I am quite fond of museums, especially ones that have interesting things to see yet aren’t too crowded. The Morgan Library & Museum isn’t one of the mainstream museums in the city. It’s much smaller than other museums I’ve visited in Manhattan (the Natural History Museum, MoMA, the Met, and the Guggenheim), but it feels a little more intimate, like I was inducted in a secret society.
There were two rooms I particularly liked in The Morgan. One is the Morgan Study. With fancy, rich brown wood, red silk wallpaper, a grand fireplace and velvet-backed seats around sturdy wooden desks, the reading room feels private yet inviting. I certainly wouldn’t’ mind sinking into one of the plush couches and losing track of time reading a novel. And what’s even cooler about the room is a solid steel vault that was used to secure Morgan’s manuscript collection. The other room that I enjoyed is the original library.

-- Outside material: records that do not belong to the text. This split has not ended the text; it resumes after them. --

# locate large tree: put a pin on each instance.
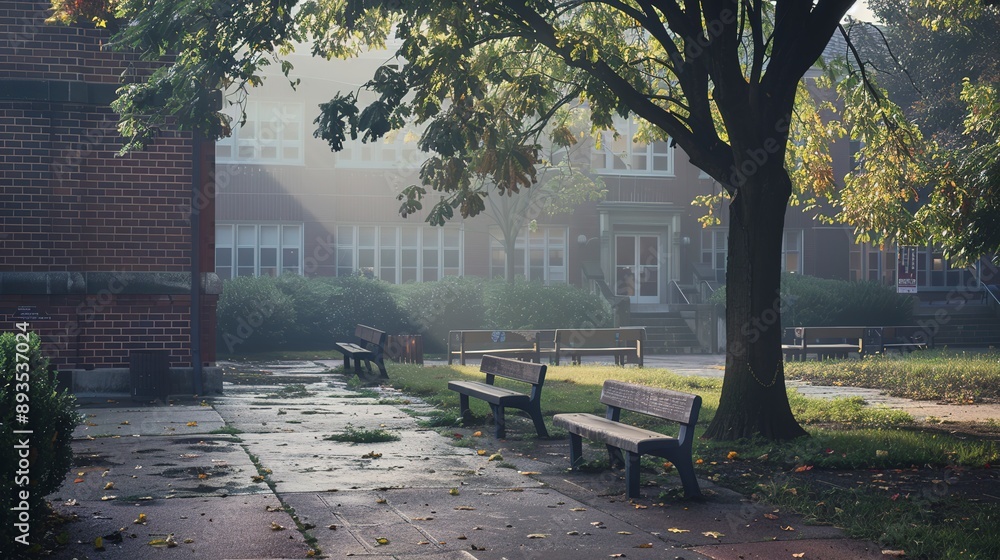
(719, 78)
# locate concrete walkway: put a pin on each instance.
(170, 482)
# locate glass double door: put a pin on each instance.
(637, 268)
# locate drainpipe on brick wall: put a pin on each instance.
(196, 155)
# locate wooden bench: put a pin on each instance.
(825, 342)
(619, 437)
(624, 344)
(370, 347)
(520, 344)
(883, 339)
(500, 397)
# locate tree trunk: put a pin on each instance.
(754, 402)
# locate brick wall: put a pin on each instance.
(70, 203)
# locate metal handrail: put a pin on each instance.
(989, 291)
(679, 290)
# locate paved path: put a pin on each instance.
(146, 474)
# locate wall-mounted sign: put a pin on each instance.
(906, 270)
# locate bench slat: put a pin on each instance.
(654, 401)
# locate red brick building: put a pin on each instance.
(95, 248)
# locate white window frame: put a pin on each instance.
(548, 239)
(282, 129)
(288, 238)
(618, 157)
(786, 251)
(431, 245)
(396, 150)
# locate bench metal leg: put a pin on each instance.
(615, 456)
(685, 468)
(536, 416)
(632, 475)
(575, 450)
(463, 406)
(498, 419)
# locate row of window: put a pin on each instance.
(274, 134)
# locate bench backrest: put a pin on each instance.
(653, 401)
(370, 335)
(527, 372)
(486, 340)
(599, 338)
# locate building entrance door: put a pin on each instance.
(637, 268)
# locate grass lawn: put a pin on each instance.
(949, 375)
(869, 470)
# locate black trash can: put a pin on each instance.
(149, 371)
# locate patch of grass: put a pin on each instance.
(927, 375)
(363, 435)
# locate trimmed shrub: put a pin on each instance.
(28, 388)
(529, 305)
(253, 314)
(434, 308)
(821, 302)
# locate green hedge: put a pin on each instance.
(28, 391)
(295, 312)
(821, 302)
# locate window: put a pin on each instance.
(791, 251)
(272, 134)
(395, 150)
(399, 254)
(714, 245)
(257, 249)
(625, 156)
(539, 255)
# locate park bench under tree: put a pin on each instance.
(500, 398)
(369, 346)
(633, 441)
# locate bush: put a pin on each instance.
(821, 302)
(51, 417)
(253, 314)
(529, 305)
(434, 308)
(296, 312)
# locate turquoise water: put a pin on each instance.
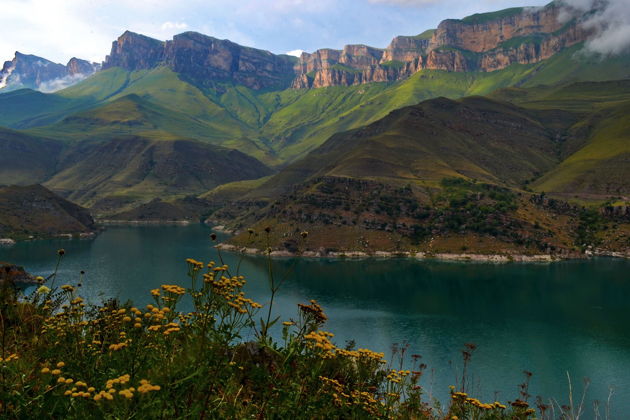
(549, 319)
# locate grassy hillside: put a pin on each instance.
(35, 211)
(130, 170)
(455, 176)
(25, 159)
(596, 149)
(280, 126)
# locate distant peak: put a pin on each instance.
(134, 35)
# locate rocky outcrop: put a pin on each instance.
(31, 71)
(133, 51)
(483, 42)
(204, 59)
(76, 66)
(406, 48)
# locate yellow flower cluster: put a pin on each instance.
(240, 303)
(145, 386)
(10, 357)
(174, 289)
(396, 376)
(354, 397)
(118, 346)
(120, 380)
(171, 328)
(313, 310)
(463, 397)
(321, 340)
(194, 264)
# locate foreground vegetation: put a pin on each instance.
(64, 358)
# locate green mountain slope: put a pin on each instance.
(281, 126)
(26, 159)
(475, 138)
(596, 151)
(129, 170)
(450, 176)
(35, 211)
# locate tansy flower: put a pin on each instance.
(42, 290)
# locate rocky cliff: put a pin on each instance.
(35, 211)
(204, 59)
(482, 42)
(31, 71)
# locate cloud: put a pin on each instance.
(61, 83)
(406, 3)
(610, 21)
(179, 26)
(295, 53)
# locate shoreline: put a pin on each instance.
(454, 257)
(144, 222)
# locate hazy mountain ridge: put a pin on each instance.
(483, 42)
(33, 210)
(30, 71)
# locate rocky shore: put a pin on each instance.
(145, 222)
(492, 258)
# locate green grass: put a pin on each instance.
(428, 34)
(62, 357)
(479, 18)
(393, 64)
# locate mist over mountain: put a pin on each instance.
(31, 71)
(483, 42)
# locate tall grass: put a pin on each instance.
(63, 358)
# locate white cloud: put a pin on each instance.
(61, 83)
(610, 22)
(295, 53)
(169, 26)
(412, 3)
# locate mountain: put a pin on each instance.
(475, 171)
(117, 139)
(35, 211)
(26, 159)
(203, 59)
(483, 42)
(126, 171)
(31, 71)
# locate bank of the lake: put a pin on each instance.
(569, 316)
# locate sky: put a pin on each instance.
(61, 29)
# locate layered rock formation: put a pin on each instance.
(204, 59)
(31, 71)
(482, 42)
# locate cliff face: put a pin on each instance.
(481, 33)
(203, 59)
(133, 51)
(31, 71)
(484, 42)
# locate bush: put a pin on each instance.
(62, 358)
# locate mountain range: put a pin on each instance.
(206, 125)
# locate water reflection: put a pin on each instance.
(547, 318)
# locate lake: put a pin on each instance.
(551, 319)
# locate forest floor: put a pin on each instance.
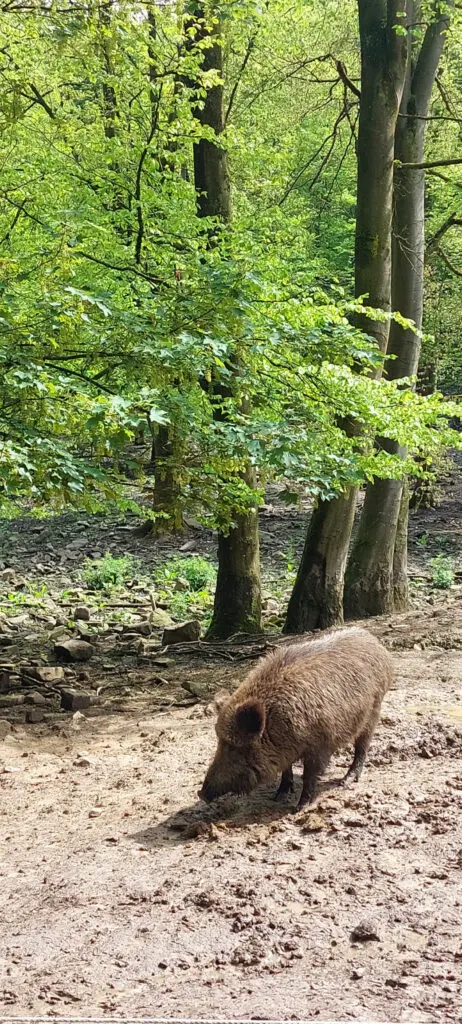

“”With its three-story inlaid walnut bookshelves and magnificent ceiling, the East Room was designed as a treasury for Pierpont Morgan’s remarkable collection of rare printed books. The sixteenth-century Netherlandish tapestry over the mantelpiece depicts avarice, one of the seven deadly sins, personified by the mythological King Midas. Two staircases, concealed behind bookcases, provide access to the balconies.
Yes, secret staircases! Perhaps it was my love of The Secret
Garden as a little girl that continues to keep me intrigued about secret passageways and such, but regardless, I really wanted to climb up one of the secret staircases myself. I also liked being surrounded by so many old, beautiful leather-bound books.
Finally, the limited time exhibition, “”The Diary: Three Centuries of Private Lives”” was also an exhibit I was looking forward to seeing at The Morgan. The exhibition basically displayed individuals’ personal journals from centuries ago.
The exhibit intro reads, “”For centuries, people have turned to private journals to document their days, sort out creative problems, help them through crises, comfort them in solitude or pain, or preserve their stories for the future. As more and more diarists turn away from the traditional notebook and seek a broader audience through web journals, blogs, and social media, this exhibition explores how and why we document our everyday lives.””
It’s interesting to think about the change in the medium used to jot down ones thoughts throughout the centuries. From handwritten diaries to online journals, personal columns and blogs. My blog is my diary allowing me to share my opinions and adventures, capsuling my memories in the infinite space on the Internet.